Il Pasto nudo era stato uno di quei libri che gli aveva cambiato la vita, e soprattutto aveva cambiato l’approccio che aveva nei confronti della poesia e della letteratura. Anche a Punky gli piaceva da impazzire, però di quel periodo preferiva leggere più Kerouac che Burroughs; “ troppo contorto “ diceva sempre Punky, e attaccava a strimpellare sulla sua Tele cercando di imitare la scrittura di Burroughs sulla sua chitarra; “ ecco, se mai Burroughs avesse preso una chitarra tra le mani, la sua musica sarebbe stata questa………………….” e passava da un accordo a un assolo a un riff per poi tornare al giro armonico appena accennato nel giro di poche battute; “ folliaaaaaaaaaaaaaaa Burroughs!!! “
Alle quattro il sole era già svanito e in giro c’erano solo automobili parcheggiate in doppiafila. Prima di tuffarsi in sala prova presero un caffè corretto al bar; poi iniziarono a strimpellare la canzone scritta da Remì, e in pochi minuti sentirono quelle che Punky definiva: ottime vibrazioni. Il pezzo funzionava, e passarano le due ore seguenti a lavorarci su. Remì aveva anche scritto qualche verso che subito provò a melodizzare. Ogni tanto si fermavano per riempire i bicchieri con dell’Amaro che avevano comprato al Supermercato qualche giorno prima, rollavano entrambi delle sigarette di tabacco e poi riprendevano a picchiare i loro strumenti con trasporto e animosità.

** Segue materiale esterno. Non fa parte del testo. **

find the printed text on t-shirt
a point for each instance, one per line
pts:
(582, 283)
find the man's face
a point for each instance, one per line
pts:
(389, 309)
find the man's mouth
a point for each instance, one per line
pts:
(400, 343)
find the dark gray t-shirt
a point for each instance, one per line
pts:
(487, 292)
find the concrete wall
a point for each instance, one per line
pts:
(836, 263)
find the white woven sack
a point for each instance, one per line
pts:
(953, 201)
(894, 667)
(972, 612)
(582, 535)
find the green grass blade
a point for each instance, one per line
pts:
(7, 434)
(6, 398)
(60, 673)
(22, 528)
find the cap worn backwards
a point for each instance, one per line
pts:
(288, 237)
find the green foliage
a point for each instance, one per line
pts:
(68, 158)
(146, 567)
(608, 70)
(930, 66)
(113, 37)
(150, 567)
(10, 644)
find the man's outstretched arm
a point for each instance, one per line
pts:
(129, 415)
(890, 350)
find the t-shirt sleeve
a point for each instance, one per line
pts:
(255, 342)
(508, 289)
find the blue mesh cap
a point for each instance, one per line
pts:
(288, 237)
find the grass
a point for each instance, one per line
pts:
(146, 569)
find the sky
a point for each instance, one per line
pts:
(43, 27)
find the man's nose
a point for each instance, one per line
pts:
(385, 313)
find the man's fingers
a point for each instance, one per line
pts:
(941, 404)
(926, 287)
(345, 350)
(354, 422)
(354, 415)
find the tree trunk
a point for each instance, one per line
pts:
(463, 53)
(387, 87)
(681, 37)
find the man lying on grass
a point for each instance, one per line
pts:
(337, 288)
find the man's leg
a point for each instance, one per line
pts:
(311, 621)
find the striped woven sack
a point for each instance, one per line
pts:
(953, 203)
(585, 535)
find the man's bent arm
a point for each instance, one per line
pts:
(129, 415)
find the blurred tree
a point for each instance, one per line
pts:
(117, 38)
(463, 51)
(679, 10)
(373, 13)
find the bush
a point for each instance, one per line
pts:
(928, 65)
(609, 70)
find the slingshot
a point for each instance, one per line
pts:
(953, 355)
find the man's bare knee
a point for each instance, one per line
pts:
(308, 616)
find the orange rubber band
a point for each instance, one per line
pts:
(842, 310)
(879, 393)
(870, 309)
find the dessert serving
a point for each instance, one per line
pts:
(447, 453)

“ Stasera che fai? “ chiese Punky a Remì una volta finito di suonare.
“ Non so, vorrei scendere al Freak…c’è una band punk irlandese che dicono sia cazzuta. “
“ Ok, ci sto “ riprese Punky gettandosi sul divanetto e rollando un’altra sigaretta di tabacco Lucky Strike.
“ Prima però devo passare per casa “ continuò Remì che non poteva scendere al Freak senza essersi prima sparato la sua dose. La notte poteva essere lunga, e non aveva voglia di star male, e tremare come un malato.
“ Ok “ frignò Punky, “ ma qualcosa per me ce l’hai? “
“ Andiamo a casa e vediamo “ disse Remì che già stava pensando a racimolare i soldi per il giorno seguente.
Una volta a casa Remì e Punky passarono tutta la notte a farsi di roba e guardare la tv. Non erano più andati al Freak, ma in compenso avevano scritto un’altra canzone lasciandosi trasportare dalla goliardia e dalla fattanza. Non c’era niente di meglio che passare le ore a suonare, invece di perdere tempo a cazzeggiare per la città cercando di socializzare con persone che non vedono l’ora di mandarti a fanculo. Alle cinque di mattina Punky tornò a casa. L’alba era spettacolare, di un colore rossofuoco che sapeva di sangue e vita. Pensò che avrebbe dovuto scriverci una canzone, e questo lo fece sentire meglio del solito. Appena fu nel suo appartamento prese la chitarra e iniziò a strimpellare. Non voleva fare altro nella vita, e scrisse così una delle canzoni più intense che avesse mai scritto. Poi chiuse gli occhi e si svegliò la mattina seguente con in testa la melodia che aveva composto la notte. Chiamò Remì, poi un suo amico spacciatore. Un’altra giornata iniziava. Avevano un’altra canzone da suonare!